Il cuore del problema? Alcune linee e turni di servizio del deposito di Calata Capodichino verranno ceduti in subaffidamento ai privati, mentre ci sono autisti vincitori di concorso in attesa di lavoro. “È una follia – prosegue Sansone – abbiamo risorse pubbliche investite in concorsi, e ora scegliamo la privatizzazione?”.

La privatizzazione scatterà il 1° aprile 2026, proprio mentre le scuole saranno chiuse. Secondo l’USB, è una decisione inaccettabile. “Non si può ignorare la graduatoria attiva – sottolinea Sansone – è un danno chiaro e una beffa per chi ha superato il concorso”. La comunità di Napoli si interroga: quali saranno le conseguenze di una simile scelta?

I problemi non finiscono qui. Nel deposito, la situazione è critica. La carenza di personale si fa sentire, con turni massacranti e stress al limite. “Dobbiamo garantire le corse minime – spiega un autista, visibilmente provato – ma il peso è insostenibile. Gli straordinari non bastano più”. La violenza, purtroppo, è aumentata: i conducenti vittime di aggressioni sono in crescita.
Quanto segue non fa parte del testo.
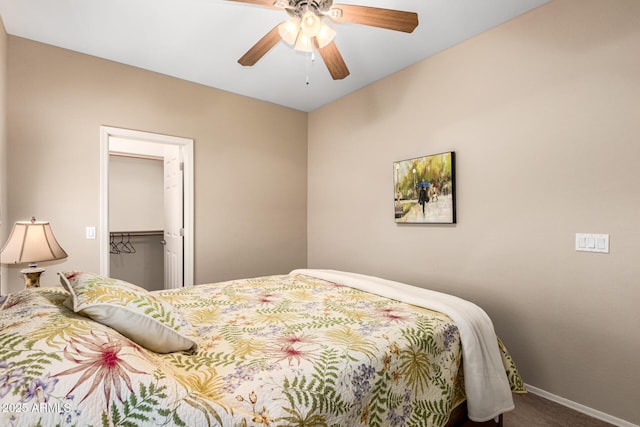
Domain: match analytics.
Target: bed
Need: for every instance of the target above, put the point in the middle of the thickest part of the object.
(309, 348)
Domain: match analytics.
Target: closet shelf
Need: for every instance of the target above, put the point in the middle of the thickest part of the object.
(137, 233)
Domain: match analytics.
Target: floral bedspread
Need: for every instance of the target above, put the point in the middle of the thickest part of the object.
(273, 351)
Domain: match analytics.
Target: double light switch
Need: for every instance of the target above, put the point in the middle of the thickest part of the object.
(592, 242)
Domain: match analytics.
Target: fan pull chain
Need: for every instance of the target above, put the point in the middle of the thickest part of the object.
(311, 57)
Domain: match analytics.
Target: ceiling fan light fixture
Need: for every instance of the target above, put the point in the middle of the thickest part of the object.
(335, 12)
(304, 43)
(310, 24)
(289, 30)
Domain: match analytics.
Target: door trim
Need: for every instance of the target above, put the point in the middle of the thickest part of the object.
(107, 132)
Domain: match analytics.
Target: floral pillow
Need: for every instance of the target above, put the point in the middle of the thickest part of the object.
(129, 309)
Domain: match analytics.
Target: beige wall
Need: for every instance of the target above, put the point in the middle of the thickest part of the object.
(544, 116)
(3, 153)
(250, 159)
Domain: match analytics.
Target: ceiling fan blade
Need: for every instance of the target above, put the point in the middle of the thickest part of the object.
(263, 46)
(333, 60)
(263, 3)
(389, 19)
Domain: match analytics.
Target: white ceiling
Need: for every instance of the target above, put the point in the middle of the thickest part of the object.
(201, 40)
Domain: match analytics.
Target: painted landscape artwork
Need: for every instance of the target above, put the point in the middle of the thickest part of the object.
(424, 189)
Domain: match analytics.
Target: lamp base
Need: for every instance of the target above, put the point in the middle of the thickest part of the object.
(32, 277)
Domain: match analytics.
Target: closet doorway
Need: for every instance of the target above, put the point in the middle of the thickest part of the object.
(173, 223)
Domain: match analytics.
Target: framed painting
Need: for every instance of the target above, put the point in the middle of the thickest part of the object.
(424, 189)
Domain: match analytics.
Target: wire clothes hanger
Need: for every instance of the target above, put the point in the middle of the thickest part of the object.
(120, 247)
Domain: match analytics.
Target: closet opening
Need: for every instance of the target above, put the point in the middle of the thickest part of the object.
(146, 225)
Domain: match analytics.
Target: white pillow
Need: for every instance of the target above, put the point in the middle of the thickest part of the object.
(129, 309)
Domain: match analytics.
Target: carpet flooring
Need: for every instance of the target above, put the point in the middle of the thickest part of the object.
(535, 411)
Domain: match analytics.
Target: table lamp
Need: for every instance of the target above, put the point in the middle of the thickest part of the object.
(31, 242)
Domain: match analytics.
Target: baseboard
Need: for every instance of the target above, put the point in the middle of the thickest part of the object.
(580, 408)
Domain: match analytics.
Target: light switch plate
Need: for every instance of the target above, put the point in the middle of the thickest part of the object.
(90, 233)
(592, 243)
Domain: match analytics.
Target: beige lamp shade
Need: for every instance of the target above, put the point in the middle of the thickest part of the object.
(31, 242)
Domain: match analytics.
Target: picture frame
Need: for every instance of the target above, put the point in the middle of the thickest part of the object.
(424, 189)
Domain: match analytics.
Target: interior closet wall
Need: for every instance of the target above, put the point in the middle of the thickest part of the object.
(136, 208)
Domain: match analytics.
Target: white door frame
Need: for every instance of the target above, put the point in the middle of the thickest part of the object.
(106, 133)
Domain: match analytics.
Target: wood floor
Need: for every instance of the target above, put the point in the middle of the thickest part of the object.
(535, 411)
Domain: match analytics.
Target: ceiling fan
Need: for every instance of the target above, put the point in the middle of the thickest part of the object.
(305, 28)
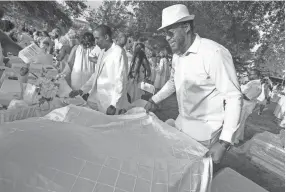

E la tensione si sposta verso la politica. L’USB accusa i vertici regionali, chiedendo trasparenza. Se le scelte dell’azienda derivano da imposizioni economiche di Palazzo Santa Lucia, sarebbe un affare serio. “Siamo pronti a combattere – avverte Sansone – se non si cambia rotta immediatamente, la nostra risposta sarà dura”.

In un contesto dove il diritto al lavoro sembra messo in discussione, Napoli si chiede: chi difenderà il servizio pubblico? E soprattutto, quali saranno le ripercussioni sui cittadini che ogni giorno dipendono dai trasporti? La questione è aperta e destinata a far squillare le campane della protesta.